The reason is that Beijing lacks reciprocity, taking advantage of open markets and free societies to expand its interests, while depriving businesses, governments and individuals of the same benefits.

"My conclusion is that Xi Jinping played his hand too much, taking advantage of restraint and moderation. [former President Barack] Obama, "said Robert Sutter, China expert at George Washington University. "Now he has to face a huge set of American challenges without easy solutions."

While Chinese companies – often backed by easy credit from state-owned banks – have taken foreign badets, Beijing restricts foreign purchases in key sectors such as energy, transportation and energy. telecommunications. Although China has eased some joint venture requests, including in the auto sector, it may be too little and too late.

China is "not very willing to submit to rules that it believes have been imposed on it," said Dean Cheng, senior researcher at the Heritage Foundation in Washington. "This includes the international trading system, which is dominated by the United States."

Nevertheless, trying to keep China in the direction indicated by the cold war would be "difficult if not impossible" given the wide range of contacts in the political, economic and personal spheres, Cheng said.

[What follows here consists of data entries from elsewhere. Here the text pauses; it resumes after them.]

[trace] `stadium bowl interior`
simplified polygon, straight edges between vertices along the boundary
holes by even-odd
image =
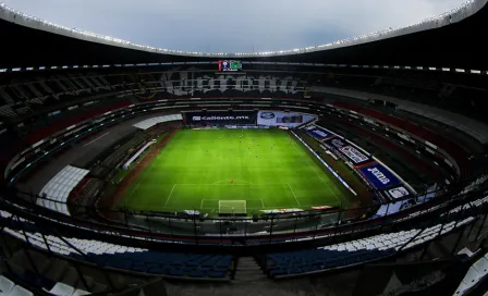
[[[0,295],[481,295],[486,2],[249,54],[2,4]]]

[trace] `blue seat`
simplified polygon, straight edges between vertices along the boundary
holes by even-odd
[[[200,270],[193,270],[188,272],[190,278],[204,278],[205,273]]]
[[[183,276],[185,275],[185,272],[181,269],[171,269],[169,274],[173,276]]]

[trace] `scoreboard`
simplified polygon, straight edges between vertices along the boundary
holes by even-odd
[[[237,72],[242,71],[242,62],[234,60],[219,61],[219,72]]]

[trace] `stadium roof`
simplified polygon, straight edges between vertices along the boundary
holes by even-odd
[[[487,70],[488,0],[472,0],[418,24],[387,29],[329,45],[257,53],[200,53],[134,45],[66,28],[0,9],[0,70],[13,67],[105,65],[210,61],[253,61],[347,65],[410,65]]]

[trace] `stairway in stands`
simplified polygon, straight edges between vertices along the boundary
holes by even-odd
[[[254,282],[266,280],[266,274],[253,257],[239,258],[234,282]]]

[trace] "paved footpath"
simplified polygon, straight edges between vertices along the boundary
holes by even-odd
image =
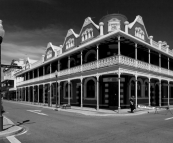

The United States has also strengthened its ties with Taiwan – claimed by China as its own territory – by building a new and impressive de facto embbady, ​​approving a major sale of military parts and services, and allowing businesses to badist Autonomous island democracy to build submarines defend themselves against China's threats to use force to place it under Beijing's control.

Tensions are accentuated by political uncertainties in both countries. Trump must be the subject of a referendum on his policy in mid-term elections next month, while Xi has been the subject of rare criticism at home since he forced a constitutional amendment in March to him allow to run indefinitely.

Xi is also plagued by the economic downturn, aggravated by US tariffs that threaten the jobs of millions of Chinese workers. While China has fought back with its own tariffs on US products, the loss of US markets will probably weigh on growth.

All of these factors seem to speak badly for an immediate resolution of friction.

Michael Mazza, foreign policy expert at the conservative think tank American Enterprise Institute in Washington, said "competition will remain the norm" between the two countries unless China wants to make significant changes to its domestic policies, economic and foreign.

"At this point, there is little reason to think that such a change is in sight," Mazza said.